Democratic legislators in California are seeking to enact a new rule to allow consumers of financial products to litigate all contractual disputes, even in cases involving valid contracts that hold arbitration provisions both parties have previously given their consent.
Similar to the Consumer Financial Protection Bureau (CFPB) rule, Senate Bill 33, which has already passed the Senate and moved on to the General Assembly, will allow consumers to litigate their cases in an open court of law. The action is largely seen as a way of countering the Trump administration’s effort to chip away at many of the environmental policies ad financial regulation initiatives instituted during the two terms of President Barack Obama.
The SB 33 push also comes just as congressional Republicans were mounting an effort via the Congressional Review Act to undo the CFPB.
Democrats have defended the bill as a means of thwarting developments such as the recent Well Fargo bogus account scandal, where bank staffers systematically used the personal information of existing customers to open other accounts in their names without their knowledge or permission. Once the fraud became known to customers, bank officials would then point to the arbitration language in their original contract as a means of preventing them from filing suit against the bank.

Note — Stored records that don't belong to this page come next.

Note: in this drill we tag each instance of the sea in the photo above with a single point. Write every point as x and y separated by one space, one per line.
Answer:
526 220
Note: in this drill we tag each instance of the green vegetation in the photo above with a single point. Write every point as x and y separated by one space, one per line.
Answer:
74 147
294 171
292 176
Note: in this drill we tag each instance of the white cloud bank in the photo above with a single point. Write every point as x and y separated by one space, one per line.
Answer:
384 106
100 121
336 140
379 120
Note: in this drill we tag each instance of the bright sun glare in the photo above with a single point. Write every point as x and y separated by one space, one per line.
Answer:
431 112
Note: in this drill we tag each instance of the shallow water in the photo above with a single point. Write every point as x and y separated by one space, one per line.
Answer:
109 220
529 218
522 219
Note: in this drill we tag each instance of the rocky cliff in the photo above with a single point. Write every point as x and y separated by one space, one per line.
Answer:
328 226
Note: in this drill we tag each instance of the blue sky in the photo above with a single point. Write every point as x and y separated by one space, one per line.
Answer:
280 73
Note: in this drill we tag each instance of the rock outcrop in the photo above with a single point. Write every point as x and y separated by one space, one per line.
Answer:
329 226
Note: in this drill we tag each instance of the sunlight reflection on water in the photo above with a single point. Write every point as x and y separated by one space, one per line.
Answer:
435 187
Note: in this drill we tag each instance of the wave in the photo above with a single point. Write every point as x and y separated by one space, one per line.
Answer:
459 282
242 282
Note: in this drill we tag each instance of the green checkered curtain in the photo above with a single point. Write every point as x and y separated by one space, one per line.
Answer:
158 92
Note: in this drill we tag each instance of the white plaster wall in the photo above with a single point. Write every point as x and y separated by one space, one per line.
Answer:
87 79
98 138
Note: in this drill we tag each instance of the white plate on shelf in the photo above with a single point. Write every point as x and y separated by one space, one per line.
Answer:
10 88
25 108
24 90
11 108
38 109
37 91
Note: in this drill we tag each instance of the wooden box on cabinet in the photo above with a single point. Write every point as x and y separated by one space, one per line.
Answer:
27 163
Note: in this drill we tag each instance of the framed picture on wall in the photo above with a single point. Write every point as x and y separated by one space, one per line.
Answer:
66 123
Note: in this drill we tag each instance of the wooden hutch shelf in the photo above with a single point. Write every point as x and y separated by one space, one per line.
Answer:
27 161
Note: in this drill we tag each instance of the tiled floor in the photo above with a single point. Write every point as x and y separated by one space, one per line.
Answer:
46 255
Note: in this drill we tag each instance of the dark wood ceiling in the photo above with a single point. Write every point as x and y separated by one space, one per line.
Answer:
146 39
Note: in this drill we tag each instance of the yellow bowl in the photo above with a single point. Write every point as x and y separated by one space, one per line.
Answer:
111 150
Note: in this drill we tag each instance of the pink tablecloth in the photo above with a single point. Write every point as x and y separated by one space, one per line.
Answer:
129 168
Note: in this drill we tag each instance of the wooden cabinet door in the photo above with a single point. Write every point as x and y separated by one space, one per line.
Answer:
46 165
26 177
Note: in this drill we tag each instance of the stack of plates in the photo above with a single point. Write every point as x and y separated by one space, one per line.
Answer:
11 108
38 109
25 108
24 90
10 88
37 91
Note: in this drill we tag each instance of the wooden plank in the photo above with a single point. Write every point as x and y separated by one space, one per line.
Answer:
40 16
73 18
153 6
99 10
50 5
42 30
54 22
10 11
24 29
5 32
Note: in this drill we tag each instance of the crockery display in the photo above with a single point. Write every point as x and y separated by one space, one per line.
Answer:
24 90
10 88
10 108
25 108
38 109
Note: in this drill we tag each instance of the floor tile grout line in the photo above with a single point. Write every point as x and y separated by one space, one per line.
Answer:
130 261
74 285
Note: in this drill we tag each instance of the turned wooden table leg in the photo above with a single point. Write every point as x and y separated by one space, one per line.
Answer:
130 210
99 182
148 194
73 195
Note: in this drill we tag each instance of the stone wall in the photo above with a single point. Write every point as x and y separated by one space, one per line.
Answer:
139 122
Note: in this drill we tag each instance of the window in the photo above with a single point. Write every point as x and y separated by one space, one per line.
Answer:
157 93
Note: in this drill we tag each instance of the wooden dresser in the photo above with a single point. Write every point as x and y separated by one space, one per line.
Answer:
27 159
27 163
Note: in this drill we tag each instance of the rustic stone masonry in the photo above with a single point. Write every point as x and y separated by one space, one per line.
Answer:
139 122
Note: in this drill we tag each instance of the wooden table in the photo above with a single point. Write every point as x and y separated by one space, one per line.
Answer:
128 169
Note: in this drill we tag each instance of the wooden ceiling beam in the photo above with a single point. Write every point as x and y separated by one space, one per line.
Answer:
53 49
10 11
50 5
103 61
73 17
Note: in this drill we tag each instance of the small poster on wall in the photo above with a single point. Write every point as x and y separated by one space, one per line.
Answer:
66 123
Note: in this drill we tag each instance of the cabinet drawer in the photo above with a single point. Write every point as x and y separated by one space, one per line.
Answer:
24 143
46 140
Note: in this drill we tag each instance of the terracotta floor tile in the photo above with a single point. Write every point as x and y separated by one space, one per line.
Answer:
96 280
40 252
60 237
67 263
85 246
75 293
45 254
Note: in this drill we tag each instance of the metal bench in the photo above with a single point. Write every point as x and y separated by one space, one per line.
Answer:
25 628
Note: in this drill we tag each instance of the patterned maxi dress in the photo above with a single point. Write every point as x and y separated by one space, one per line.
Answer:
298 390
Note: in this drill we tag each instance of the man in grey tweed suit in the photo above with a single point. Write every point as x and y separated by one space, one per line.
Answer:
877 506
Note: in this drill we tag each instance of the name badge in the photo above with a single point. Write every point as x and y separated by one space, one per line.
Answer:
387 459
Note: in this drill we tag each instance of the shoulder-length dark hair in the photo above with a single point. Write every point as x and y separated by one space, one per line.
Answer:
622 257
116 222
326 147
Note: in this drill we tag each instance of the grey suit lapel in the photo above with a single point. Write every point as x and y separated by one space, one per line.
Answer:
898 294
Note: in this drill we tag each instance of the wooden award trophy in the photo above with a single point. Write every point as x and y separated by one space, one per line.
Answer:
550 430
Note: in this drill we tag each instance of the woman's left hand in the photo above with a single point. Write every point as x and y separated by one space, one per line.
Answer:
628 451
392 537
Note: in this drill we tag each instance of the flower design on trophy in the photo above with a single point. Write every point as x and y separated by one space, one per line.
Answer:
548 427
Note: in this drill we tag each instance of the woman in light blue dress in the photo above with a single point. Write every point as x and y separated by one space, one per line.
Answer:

The bill has the support of state Treasurer John Chiang as well as organizations such as the Consumer Federation of California.
Meanwhile, California Citizens Against Lawsuit Abuse regional rirector Maryann Marino thinks everyone would be better served by a plan that more thoroughly takes every avenue that stands to be impacted into account.
“California Citizens Against Lawsuit Abuse supports arbitration over litigation,” she told the Northern California Record. “The outcomes are resolved more quickly, are less expensive and consumers tend to be made whole at a higher rate than being part of a class action lawsuit where the attorneys profit and the plaintiffs receive pennies.”
Although Marino couldn’t be much clearer in showing what side of the aisle her organization stands, what remains a mystery is the position of Gov. Jerry Brown who has been mum on the issue.
Brown previously vetoed the somewhat similar AB 465 bill, which would have made California a trailblazer in banning the use of mandatory arbitration provisions as a condition to employment.